Investigate number of concurrent connections made by some of our services to the same external addresses
We put most gprd infrastructure behind a Cloud NAT gateway. Cloud NAT takes a pool of IP addresses, each of which provides 65536 TCP (and also UDP) ports to be used for outbound connections. As a first approximation, NAT ports are reserved for individual VMs based on the min_ports_per_vm setting (it's a little more complicated than that - see background link). A NAT port is required for each concurrent connection from a VM to the same destination address on the same protocol. Concurrent connections to different destinations can reuse the same NAT port. The more concurrent connections a VM must make to a unique destination, the more NAT ports that VM needs, and the more NAT IPs we need overall.

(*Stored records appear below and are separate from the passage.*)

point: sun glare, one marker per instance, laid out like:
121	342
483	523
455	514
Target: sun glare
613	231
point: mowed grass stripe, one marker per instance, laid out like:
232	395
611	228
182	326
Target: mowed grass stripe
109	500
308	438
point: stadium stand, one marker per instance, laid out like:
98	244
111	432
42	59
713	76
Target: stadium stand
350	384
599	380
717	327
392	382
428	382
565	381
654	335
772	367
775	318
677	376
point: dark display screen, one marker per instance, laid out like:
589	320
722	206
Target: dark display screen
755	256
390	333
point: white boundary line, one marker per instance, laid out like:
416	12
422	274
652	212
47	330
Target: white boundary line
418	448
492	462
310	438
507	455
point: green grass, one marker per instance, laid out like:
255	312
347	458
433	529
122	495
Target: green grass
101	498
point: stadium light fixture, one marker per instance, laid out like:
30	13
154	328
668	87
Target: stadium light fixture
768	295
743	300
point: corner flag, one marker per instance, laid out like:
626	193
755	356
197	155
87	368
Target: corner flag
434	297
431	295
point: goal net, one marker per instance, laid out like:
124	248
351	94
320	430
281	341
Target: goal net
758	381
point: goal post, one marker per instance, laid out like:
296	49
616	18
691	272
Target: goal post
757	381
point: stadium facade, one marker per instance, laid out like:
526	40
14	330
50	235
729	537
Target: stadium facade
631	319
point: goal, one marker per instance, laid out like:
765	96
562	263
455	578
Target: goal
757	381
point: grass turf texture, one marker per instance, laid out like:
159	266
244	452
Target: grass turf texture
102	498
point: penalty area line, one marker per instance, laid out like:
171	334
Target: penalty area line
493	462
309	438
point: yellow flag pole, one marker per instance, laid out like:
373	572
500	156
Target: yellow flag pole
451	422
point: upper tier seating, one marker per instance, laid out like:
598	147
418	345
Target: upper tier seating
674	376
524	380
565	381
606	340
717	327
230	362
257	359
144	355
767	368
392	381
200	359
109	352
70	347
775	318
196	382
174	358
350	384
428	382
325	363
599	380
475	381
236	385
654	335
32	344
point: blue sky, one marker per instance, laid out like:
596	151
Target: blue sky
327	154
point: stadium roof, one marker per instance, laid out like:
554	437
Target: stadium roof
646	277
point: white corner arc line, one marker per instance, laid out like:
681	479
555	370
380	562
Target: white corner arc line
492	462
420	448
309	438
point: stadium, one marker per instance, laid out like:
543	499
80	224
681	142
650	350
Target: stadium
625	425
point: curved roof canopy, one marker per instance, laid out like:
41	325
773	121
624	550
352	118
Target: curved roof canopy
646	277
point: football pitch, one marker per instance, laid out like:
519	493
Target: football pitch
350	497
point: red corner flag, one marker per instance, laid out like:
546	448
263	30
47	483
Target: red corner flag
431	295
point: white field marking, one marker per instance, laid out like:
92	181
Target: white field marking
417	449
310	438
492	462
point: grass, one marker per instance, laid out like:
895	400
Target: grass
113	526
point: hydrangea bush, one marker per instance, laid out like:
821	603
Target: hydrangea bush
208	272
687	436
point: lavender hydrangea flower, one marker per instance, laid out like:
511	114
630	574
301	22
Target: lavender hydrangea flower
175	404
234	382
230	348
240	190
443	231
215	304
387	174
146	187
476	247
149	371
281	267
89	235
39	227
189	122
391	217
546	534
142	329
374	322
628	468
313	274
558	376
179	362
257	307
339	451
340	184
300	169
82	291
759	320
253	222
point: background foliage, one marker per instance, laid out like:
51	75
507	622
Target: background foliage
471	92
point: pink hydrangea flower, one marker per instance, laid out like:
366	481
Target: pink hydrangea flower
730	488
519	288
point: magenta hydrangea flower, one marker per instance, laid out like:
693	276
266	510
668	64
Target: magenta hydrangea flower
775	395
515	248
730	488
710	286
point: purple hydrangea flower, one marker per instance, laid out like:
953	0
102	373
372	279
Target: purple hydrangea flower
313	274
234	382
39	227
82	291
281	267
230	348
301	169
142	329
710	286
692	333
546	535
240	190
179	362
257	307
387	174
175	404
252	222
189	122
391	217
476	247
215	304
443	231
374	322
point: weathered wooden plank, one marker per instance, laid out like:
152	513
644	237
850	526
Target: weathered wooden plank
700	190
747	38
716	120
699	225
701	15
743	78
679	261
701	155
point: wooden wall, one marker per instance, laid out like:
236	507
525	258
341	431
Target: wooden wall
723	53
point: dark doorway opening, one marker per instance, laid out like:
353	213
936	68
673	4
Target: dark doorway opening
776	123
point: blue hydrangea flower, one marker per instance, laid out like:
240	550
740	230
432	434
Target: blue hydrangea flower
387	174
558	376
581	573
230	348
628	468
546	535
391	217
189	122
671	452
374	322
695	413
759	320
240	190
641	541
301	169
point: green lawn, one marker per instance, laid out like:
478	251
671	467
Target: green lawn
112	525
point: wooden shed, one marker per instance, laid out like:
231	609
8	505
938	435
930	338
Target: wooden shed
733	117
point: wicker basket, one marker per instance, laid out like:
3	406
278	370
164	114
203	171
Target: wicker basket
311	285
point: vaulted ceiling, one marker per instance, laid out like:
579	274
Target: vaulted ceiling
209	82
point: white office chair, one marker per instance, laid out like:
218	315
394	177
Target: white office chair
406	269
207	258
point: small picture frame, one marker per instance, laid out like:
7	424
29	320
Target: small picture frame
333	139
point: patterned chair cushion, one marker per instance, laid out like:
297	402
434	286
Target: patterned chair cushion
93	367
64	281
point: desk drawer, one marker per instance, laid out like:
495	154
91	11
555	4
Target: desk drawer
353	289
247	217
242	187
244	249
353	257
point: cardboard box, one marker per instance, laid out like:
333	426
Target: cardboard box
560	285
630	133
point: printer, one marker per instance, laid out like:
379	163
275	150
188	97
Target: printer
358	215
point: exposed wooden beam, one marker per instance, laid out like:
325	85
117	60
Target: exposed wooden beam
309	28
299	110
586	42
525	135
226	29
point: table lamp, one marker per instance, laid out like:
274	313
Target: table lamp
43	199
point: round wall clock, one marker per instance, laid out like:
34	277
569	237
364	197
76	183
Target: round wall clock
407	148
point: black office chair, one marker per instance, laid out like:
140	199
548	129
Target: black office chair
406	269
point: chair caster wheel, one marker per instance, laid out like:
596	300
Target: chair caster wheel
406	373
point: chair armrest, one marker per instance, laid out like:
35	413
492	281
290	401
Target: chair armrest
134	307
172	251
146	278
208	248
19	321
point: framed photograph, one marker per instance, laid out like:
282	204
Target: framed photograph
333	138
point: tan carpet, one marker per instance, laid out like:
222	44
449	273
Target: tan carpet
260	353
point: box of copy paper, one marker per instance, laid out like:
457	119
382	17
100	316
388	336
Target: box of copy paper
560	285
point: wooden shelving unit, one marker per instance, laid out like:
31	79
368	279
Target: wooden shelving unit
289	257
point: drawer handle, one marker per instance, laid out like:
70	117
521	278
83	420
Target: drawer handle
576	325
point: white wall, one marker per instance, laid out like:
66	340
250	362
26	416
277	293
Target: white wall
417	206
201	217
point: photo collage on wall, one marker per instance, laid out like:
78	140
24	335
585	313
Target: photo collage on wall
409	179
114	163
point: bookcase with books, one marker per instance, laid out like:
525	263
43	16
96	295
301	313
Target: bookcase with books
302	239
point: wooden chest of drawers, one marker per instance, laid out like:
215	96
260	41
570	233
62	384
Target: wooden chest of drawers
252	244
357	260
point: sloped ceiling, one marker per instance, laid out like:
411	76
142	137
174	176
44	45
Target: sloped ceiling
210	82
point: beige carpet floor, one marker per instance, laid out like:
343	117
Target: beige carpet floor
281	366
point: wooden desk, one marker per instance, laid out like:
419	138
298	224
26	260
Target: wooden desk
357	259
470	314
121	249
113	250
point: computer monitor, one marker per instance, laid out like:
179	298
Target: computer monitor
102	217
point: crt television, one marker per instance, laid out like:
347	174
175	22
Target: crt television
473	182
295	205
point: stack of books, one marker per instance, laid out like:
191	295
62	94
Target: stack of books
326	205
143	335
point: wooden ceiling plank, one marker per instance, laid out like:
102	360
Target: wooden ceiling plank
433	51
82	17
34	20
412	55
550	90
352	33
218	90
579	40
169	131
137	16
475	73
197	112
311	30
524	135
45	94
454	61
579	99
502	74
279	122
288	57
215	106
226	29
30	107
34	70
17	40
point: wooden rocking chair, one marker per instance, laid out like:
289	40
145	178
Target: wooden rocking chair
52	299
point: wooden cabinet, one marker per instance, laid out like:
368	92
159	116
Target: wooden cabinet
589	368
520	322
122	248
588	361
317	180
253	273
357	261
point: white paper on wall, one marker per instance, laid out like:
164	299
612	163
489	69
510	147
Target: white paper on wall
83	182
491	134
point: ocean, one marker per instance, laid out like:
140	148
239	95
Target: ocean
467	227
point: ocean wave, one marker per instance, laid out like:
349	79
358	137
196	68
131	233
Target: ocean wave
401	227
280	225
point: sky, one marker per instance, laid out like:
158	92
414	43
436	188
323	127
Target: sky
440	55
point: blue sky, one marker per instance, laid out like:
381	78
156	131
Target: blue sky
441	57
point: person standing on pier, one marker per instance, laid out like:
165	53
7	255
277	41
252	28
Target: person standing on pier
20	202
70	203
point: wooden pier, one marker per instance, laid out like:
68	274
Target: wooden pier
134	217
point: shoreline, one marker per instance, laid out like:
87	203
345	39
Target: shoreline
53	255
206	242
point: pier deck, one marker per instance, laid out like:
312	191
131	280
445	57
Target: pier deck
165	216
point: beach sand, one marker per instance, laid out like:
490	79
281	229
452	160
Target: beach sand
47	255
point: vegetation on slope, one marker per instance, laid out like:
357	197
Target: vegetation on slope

We are currently using 14 of the 16 contiguous static IPs provisioned by google in our project for the NAT gateway. We advertise this range here: https://docs.gitlab.com/ee/user/gitlab_com/#ip-range.
We should investigate the number of concurrent connections to unique destinations from our VMs. A good starting point would be the sidekiq-catchall VM fleet, as we've seen NAT errors that look as if they originate from the mailer queue (production#2309 (closed)). The output of this issue should be recommendations on minimum NAT ports per VM, and/or follow-on issues to reduce this demand (i.e. by use of proxies to bottleneck outbound traffic).
Background: https://cloud.google.com/nat/docs/ports-and-addresses#ports
@AnthonySandoval @dawsmith I think this is quite an urgent corrective action for production#2309 (closed), and we should assign people to it soon. I'm not sure whether it's o11y or core infra, so I labelled this reliability.